Through phone calls and text messages, they did the following: identified the family members who might be vulnerable, decided where they would be safest, determined the method of transport and created a communication network so we could all stay in touch.

The decision was mine to make, but I never felt alone. Mason and I packed up the car and we drove from Illinois to Texas to socially distance with my aunt’s family. We are here for the time being.

We’ve had family members in Louisiana who’ve had COVID-19 and they’ve recovered, thankfully, but we’ve also had family friends who’ve passed away. We’re definitely being impacted. We answer every phone call from family members checking in or giving updates, and we do what we can to support each other.

When we were at St. Jude, it was Mason who gave me my hope. He gave me hope then and he still gives me so much hope and so much inspiration on a daily basis. He’s still a morning person just like when he was a baby. He still gets up at 5 o’clock in the morning and says, “Good morning!” He has such a positive attitude about everything. So you can’t help but have a positive attitude and be around Mason.

I’ll give you an example.

There was a situation going on with my house in Illinois and one of my neighbors called me. I started fretting, “I’ve got to figure this out. What am I going to do?”

Mason just looked at me calmly and said, “Mom, everything is going to be OK.”

He was right. It will be.

Having worked in health care for some time now, I have faith that as a health care community, we’re going to figure out what needs to be done, whether it’s a vaccine or some type of treatment for COVID-19.

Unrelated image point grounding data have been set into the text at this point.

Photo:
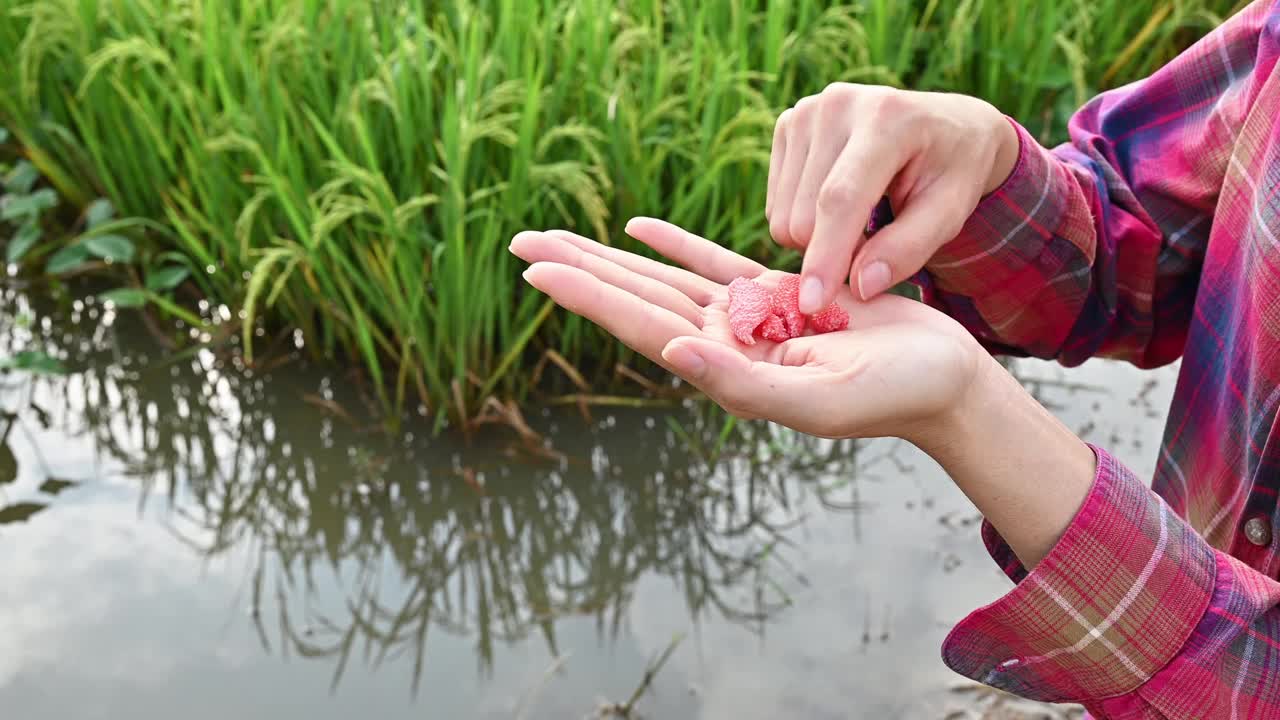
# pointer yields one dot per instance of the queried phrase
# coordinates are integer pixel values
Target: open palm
(899, 364)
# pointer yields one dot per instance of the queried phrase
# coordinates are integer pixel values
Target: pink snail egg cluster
(753, 311)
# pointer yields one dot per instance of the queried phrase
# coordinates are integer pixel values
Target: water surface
(182, 537)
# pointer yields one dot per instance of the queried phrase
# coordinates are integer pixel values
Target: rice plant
(355, 169)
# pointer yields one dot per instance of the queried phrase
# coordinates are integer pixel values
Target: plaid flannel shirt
(1152, 235)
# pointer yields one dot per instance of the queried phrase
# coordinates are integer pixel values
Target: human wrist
(1025, 472)
(1008, 147)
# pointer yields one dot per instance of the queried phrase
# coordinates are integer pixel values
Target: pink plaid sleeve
(1132, 614)
(1096, 247)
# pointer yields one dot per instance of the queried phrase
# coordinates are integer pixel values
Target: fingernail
(810, 295)
(685, 361)
(874, 279)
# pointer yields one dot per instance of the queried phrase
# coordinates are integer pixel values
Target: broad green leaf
(114, 247)
(28, 235)
(124, 297)
(19, 511)
(99, 212)
(21, 178)
(67, 259)
(33, 361)
(27, 205)
(167, 278)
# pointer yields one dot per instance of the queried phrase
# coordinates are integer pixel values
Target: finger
(698, 288)
(700, 255)
(901, 247)
(798, 151)
(754, 388)
(643, 326)
(845, 201)
(777, 156)
(536, 247)
(828, 139)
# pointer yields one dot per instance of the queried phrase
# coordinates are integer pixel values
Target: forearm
(1020, 466)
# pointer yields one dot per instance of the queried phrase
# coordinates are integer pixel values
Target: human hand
(900, 369)
(835, 156)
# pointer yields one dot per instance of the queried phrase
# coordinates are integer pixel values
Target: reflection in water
(483, 538)
(808, 573)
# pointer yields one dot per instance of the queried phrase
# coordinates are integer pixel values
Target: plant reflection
(424, 533)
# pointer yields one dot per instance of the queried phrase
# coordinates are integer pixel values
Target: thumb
(899, 250)
(739, 384)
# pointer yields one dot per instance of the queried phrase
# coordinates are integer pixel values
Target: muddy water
(216, 543)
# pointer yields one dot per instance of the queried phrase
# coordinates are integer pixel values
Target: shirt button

Look at St. Jude advancements over the past 25 years alone. Diseases once thought to be incurable are curable now. There’s always hope on the other side of these stories and Mason himself is proof.

D'Anna and Mason

Mason is a teenager now, so despite all the challenges he faced as an infant, he’s made it so far, and is doing pretty great. He’s taking Honors English and he’s really into art, music and foreign language. He’s on the phone with girls all the time. He is a blessedly normal 15-year-old. There is so much hope in that fact alone.

We’ve got to honor the people we’ve lost by staying positive and working toward a brighter future. If we stay positive and take care of each other, we will get to the other side.